Stalingrado y la batalla del estrecho de Ormuz: dos puntos de inflexión en la historia moderna
A lo largo de la historia de la humanidad, existen momentos que, por su naturaleza y consecuencias, se convierten en auténticos puntos de inflexión. Estos episodios no solo marcan el fin de una era, sino que definen el rumbo político, económico y social del futuro próximo. Si analizamos las confrontaciones militares como elementos definitorios del devenir histórico, encontramos un ejemplo paradigmático en la Segunda Guerra Mundial: la batalla de Stalingrado. Hoy, en un contexto geopolítico completamente diferente, el conflicto con Irán se presenta como un nuevo parteaguas, esta vez para el mundo moldeado bajo la hegemonía del imperio norteamericano en el siglo XXI.
Stalingrado: El quiebre de la invencibilidad nazi
Acudo nuevamente a la memoria histórica como una herramienta insustituible para el análisis de los fenómenos sociales. Iniciaremos estas líneas haciendo un esfuerzo por comprender la magnitud de Stalingrado, situándonos en el contexto de la “Operación Barbarroja”, la invasión alemana a la Unión Soviética. La máquina de guerra nazi, basada en la doctrina de la guerra relámpago o Blitzkrieg, había demostrado en su momento una capacidad arrolladora para conquistar enormes extensiones de territorio en cuestión de días. En este contexto, la ciudad de Stalingrado representaba un objetivo estratégico y simbólico de primer orden para Hitler. Por un lado, llevaba el nombre de su máximo enemigo, el líder soviético Stalin, por lo que su conquista suponía un golpe propagandístico inigualable. Por otro, desde esa posición se podía flanquear y proteger el avance alemán hacia las vitales fuentes petrolíferas del Cáucaso, un recurso desesperadamente necesario para alimentar la maquinaria de guerra del Reich.

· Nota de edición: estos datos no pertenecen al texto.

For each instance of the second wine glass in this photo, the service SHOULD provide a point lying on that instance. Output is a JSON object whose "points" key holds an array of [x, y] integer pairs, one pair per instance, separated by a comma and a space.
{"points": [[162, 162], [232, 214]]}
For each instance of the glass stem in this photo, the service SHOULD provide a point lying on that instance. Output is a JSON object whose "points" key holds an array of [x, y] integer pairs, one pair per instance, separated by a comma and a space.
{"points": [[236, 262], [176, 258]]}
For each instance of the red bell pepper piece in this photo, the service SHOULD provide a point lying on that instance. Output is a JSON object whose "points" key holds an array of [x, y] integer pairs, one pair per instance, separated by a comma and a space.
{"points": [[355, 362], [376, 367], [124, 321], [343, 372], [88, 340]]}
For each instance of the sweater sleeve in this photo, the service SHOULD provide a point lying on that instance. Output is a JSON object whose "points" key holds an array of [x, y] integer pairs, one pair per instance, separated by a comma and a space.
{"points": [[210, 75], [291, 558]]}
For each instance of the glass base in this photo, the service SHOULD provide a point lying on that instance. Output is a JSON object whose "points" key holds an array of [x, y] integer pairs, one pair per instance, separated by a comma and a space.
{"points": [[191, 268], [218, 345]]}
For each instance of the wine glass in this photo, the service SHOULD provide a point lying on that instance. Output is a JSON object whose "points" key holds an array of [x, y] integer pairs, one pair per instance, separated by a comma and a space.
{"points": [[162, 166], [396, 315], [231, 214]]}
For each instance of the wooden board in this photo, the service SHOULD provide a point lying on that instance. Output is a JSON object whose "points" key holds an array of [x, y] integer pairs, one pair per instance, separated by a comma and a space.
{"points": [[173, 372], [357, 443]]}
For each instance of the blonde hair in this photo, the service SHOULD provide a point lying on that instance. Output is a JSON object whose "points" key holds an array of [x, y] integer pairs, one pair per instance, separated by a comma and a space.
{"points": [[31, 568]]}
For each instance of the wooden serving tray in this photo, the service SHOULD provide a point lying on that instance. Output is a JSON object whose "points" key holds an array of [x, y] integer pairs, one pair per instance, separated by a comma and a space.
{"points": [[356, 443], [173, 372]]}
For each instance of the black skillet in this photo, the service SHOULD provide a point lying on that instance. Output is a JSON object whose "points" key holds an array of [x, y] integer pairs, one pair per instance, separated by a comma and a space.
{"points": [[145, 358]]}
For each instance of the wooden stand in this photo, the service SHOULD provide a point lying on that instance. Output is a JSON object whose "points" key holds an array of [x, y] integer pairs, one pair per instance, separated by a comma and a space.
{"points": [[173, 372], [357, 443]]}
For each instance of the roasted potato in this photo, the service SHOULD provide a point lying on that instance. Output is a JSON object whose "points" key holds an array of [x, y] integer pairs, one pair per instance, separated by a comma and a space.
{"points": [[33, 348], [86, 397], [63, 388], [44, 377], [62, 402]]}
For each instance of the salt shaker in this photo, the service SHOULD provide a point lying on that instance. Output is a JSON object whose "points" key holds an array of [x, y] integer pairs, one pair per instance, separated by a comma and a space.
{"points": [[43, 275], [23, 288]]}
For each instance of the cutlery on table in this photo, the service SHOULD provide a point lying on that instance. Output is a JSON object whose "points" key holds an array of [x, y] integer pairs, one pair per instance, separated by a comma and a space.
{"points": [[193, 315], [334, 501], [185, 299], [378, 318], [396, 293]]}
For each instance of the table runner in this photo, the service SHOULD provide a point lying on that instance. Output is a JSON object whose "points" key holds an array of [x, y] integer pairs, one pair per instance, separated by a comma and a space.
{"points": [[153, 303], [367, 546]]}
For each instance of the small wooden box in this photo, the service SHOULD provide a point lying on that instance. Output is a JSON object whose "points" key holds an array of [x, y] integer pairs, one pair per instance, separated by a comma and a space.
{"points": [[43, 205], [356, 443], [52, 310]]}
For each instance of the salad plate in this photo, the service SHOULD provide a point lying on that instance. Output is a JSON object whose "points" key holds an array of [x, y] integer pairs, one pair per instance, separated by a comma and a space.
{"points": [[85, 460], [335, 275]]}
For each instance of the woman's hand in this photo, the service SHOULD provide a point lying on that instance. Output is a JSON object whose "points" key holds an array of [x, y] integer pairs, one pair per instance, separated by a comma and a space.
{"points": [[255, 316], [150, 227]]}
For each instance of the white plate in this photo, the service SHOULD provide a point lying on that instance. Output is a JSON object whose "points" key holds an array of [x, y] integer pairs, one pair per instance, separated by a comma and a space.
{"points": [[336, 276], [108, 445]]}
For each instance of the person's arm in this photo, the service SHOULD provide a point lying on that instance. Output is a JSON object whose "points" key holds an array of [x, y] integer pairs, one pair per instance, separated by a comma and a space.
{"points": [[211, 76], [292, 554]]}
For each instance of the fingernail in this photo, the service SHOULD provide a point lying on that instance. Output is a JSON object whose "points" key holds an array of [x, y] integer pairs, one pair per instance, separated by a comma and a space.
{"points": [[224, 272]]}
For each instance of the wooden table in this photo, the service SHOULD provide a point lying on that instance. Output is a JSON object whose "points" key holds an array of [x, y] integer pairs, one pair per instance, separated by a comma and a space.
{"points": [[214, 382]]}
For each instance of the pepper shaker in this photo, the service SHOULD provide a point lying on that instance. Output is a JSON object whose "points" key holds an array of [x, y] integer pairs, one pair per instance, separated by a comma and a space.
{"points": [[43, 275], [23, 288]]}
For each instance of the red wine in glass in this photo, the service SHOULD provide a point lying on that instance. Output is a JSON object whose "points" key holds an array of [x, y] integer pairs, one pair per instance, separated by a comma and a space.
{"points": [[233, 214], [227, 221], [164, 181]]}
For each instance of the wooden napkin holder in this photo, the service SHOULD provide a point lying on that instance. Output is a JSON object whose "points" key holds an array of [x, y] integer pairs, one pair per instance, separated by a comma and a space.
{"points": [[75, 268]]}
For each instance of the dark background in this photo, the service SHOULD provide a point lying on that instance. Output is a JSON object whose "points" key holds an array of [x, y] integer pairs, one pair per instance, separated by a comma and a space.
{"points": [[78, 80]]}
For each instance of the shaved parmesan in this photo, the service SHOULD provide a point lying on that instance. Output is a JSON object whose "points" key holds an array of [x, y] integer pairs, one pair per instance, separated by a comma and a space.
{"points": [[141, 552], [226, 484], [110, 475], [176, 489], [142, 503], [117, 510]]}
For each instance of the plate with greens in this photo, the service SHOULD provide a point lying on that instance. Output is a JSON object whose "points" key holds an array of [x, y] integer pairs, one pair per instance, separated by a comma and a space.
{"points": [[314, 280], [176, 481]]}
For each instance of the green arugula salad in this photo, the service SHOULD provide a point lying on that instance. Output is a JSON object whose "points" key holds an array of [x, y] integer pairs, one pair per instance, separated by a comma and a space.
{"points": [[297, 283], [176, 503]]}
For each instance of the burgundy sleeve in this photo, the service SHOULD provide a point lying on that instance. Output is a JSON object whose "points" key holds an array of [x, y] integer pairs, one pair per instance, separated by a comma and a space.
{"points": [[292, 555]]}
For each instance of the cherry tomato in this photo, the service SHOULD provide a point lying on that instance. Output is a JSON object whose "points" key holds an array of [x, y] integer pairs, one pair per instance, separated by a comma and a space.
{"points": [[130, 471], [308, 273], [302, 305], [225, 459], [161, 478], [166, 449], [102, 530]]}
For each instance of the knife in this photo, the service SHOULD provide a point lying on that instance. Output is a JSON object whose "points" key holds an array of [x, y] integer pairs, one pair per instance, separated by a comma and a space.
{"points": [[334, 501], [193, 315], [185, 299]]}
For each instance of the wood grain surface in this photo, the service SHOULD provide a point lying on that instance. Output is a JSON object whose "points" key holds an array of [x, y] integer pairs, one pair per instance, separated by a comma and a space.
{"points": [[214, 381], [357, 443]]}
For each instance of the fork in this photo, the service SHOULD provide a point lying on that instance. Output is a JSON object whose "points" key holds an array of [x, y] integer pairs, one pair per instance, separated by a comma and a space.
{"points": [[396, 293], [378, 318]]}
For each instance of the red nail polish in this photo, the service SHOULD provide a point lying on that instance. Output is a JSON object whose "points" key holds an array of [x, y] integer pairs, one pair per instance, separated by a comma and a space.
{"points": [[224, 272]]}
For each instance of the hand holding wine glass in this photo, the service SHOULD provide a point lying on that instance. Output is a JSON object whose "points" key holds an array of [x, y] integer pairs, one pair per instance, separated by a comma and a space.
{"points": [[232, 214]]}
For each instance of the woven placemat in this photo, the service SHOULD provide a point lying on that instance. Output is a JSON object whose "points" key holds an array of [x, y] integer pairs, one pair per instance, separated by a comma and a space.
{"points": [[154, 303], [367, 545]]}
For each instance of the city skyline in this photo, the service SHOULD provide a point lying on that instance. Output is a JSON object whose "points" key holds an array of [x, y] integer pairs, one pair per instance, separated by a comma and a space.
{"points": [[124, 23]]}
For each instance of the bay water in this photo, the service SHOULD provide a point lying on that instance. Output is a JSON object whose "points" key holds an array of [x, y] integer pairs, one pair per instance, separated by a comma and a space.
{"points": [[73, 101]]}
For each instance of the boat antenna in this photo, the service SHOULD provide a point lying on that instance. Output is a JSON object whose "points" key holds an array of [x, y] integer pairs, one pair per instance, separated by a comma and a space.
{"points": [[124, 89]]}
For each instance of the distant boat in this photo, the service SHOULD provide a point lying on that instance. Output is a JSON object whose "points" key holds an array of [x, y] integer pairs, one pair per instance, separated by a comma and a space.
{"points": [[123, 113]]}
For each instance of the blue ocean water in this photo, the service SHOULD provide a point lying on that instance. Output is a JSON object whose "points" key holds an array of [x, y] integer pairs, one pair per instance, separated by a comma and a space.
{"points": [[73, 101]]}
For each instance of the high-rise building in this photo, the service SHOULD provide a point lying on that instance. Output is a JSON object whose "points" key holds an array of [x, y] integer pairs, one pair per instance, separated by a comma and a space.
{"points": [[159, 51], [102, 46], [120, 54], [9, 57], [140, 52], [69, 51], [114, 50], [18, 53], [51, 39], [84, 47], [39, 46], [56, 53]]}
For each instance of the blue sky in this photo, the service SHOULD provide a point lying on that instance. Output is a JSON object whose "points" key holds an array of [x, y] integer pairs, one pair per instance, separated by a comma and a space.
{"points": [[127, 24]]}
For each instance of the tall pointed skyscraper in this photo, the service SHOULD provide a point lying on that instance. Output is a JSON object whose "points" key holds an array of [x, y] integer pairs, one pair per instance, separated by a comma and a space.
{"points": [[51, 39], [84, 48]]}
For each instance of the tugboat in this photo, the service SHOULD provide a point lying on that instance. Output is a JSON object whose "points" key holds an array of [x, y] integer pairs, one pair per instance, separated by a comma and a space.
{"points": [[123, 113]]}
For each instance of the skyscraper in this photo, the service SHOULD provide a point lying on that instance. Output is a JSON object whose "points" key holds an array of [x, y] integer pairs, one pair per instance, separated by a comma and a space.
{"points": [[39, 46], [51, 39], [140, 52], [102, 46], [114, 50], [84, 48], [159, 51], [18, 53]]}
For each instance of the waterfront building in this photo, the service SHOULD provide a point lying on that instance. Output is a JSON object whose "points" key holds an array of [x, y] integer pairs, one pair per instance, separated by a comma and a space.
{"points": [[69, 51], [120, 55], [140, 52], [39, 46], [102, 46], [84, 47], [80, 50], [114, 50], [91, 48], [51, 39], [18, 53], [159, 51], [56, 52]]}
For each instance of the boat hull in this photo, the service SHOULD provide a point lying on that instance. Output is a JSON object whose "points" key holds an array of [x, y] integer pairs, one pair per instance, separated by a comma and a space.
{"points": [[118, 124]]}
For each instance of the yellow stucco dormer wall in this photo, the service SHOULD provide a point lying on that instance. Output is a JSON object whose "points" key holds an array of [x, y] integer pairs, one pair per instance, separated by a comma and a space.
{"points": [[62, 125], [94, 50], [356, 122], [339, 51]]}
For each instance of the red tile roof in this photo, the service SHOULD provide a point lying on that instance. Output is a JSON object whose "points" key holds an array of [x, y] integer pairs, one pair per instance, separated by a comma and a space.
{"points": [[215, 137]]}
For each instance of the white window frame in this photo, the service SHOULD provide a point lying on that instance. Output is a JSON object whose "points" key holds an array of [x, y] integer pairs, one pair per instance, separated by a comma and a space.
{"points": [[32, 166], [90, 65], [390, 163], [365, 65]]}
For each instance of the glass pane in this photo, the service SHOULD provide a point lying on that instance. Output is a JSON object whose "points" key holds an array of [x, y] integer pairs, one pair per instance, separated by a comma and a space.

Fue precisamente en el desarrollo de la batalla de Stalingrado donde la lógica de la guerra relámpago se empantanó y terminó por revertirse. La toma de la ciudad se convirtió en una pesadilla casa por casa, almacén por almacén, estación por estación. Lo que la Blitzkrieg había resuelto en kilómetros por día, ahora requería días, a veces semanas, para conquistar una sola cuadra. En las ruinas de Stalingrado, el ejército alemán no solo perdió su impulso inicial, sino que quebró su propio velo de invencibilidad. La estrategia soviética, vista por muchos historiadores como una trampa retardatriz, logró atraer al VI Ejército alemán hacia un escenario de desgaste masivo donde su superioridad táctica y tecnológica se diluía.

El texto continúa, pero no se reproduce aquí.